Die Wirecard-Pleite hat das Format der Dreigroschenoper. Mit Wirecard in der Rolle des Schurken Mackie Messer, der „sozialen Marktwirtschaft“ als Oberkapitalist Peachum, der staatlichen Aufsichtsbehörde als wegschauendem Polizeichef Brown, den Wirtschaftsprüfern von Ernst & Young (EY) in der Rolle der rettungslos in Mackie Messer verliebten Peachum-Tochter Polly, den aufsässigen Kritikern als Störenfried Filch und dem Wirecard-Kronzeugen Bellenhaus als Spelunken-Jenny.
Nun sagen viele, Brechts Lehrstück aus dem Jahr 1928 zeige die Heuchelei und die Doppelmoral der bürgerlich-kapitalistischen Welt – kurz bevor die Nazis die Macht übernahmen. Ganz so schlimm muss es nicht kommen, aber der Absturz der Vorzeigefirma Wirecard zeigt zumindest eins: ein durch und durch scheinheiliges Kontrollsystem. Es soll den Bürgern einen starken Staat vorgaukeln, ist aber so gebaut, dass es nicht funktioniert. Die Finanzkrise hat das nicht geändert. Und so waren die Prüfer von Ernst & Young und die staatliche Finanzaufsicht nicht in der Lage, zu erkennen, was laut Münchner Staatsanwaltschaft bei Wirecard vorging: „gewerbsmäßiger Bandenbetrug“.

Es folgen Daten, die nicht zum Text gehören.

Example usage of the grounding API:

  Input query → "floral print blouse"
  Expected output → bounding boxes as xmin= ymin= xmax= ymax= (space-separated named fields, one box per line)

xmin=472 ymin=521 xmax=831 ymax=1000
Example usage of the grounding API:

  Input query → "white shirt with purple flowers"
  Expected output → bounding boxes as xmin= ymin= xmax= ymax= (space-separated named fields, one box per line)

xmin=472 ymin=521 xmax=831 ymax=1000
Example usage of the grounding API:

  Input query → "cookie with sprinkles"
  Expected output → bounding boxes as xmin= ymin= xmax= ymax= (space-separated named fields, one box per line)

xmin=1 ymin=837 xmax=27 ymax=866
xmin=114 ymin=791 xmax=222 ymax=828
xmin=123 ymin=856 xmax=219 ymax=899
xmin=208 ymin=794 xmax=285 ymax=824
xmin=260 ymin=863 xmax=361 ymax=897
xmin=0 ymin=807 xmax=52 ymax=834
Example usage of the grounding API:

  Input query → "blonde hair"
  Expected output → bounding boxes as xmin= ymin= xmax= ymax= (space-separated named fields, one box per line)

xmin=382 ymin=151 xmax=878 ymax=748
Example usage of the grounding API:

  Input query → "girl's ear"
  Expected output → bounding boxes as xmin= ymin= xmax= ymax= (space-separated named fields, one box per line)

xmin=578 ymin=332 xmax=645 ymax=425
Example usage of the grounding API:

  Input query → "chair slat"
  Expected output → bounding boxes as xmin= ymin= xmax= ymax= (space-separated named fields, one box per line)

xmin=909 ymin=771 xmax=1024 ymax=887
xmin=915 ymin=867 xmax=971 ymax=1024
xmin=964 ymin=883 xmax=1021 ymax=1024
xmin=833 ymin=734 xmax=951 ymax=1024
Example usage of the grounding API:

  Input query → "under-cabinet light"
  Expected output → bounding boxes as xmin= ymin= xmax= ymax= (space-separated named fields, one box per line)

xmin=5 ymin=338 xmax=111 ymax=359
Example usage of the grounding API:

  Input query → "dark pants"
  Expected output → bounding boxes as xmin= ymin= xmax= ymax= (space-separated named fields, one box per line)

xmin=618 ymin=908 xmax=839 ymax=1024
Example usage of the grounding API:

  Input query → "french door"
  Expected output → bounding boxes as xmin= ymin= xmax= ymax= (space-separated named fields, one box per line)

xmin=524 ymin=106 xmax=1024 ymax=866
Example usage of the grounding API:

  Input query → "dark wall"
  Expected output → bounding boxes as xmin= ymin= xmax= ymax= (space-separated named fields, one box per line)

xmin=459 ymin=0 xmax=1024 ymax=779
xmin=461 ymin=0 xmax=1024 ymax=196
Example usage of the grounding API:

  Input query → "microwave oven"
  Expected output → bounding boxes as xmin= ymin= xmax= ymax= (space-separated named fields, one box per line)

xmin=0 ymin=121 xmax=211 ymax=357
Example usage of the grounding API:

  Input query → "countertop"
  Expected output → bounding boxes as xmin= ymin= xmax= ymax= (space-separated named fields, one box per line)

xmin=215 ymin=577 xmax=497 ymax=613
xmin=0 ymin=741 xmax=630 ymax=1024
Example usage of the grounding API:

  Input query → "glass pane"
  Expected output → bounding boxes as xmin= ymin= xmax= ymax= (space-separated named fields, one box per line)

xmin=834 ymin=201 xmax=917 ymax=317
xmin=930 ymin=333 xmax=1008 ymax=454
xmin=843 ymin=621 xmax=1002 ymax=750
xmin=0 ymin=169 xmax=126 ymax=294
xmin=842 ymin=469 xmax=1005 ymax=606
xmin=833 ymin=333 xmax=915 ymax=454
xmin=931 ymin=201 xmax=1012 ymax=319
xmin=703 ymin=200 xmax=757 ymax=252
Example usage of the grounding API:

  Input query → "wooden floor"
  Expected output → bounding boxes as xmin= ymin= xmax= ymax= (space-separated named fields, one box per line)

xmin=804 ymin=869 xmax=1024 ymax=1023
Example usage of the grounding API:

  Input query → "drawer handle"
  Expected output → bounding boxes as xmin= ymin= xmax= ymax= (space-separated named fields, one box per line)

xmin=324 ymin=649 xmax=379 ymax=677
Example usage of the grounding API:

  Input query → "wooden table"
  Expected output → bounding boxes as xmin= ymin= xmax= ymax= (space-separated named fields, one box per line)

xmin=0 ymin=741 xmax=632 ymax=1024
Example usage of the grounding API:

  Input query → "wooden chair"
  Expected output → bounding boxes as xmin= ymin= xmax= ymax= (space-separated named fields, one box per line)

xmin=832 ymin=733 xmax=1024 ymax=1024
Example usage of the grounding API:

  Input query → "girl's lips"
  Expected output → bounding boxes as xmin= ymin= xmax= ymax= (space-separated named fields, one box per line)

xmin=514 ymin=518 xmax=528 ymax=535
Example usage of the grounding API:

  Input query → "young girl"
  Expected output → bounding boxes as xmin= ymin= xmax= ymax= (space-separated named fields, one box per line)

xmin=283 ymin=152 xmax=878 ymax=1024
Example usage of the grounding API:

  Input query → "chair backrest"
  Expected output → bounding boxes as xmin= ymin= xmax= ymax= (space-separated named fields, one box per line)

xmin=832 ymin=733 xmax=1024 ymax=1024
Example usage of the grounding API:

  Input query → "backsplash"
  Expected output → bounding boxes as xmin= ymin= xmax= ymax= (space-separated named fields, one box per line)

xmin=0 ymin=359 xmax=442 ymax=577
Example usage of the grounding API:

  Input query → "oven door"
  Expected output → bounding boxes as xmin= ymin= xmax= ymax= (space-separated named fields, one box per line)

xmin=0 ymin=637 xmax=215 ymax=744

Hinweise gab es viele. Bereits 2008 hatte Markus Straub, der Vizevorsitzende der „Schutzgemeinschaft der Kapitalanleger“, behauptet, die Firma frisiere ihre Bilanzen. Wirecard schlug zurück und verklagte ihn. 2015 erschien in der Financial Times (FT) die Enthüllungsserie des Investigativreporters Dan McCrum unter dem Titel „House of Wirecard“. McCrum wurde dafür angefeindet. 2016 stellte der Finanzanalyst Matthew Earl seinen 100 Seiten umfassenden „Zatarra-Report“ ins Netz, anonym, weil er Wirecards Rache fürchtete. 2018 präsentierte der Ex-Fortune-Journalist Roderick Boyd seine Recherchen, und 2019 gelangte der interne Bericht der Singapurer Kanzlei Rajah & Tann über die allzu krummen Asien-Geschäfte zur Financial Times. Doch getreu dem Motto „Haltet den Dieb!“ überzog Wirecard sämtliche Kritiker mit dem Vorwurf der „Marktmanipulation“ und forderte Schadenersatz.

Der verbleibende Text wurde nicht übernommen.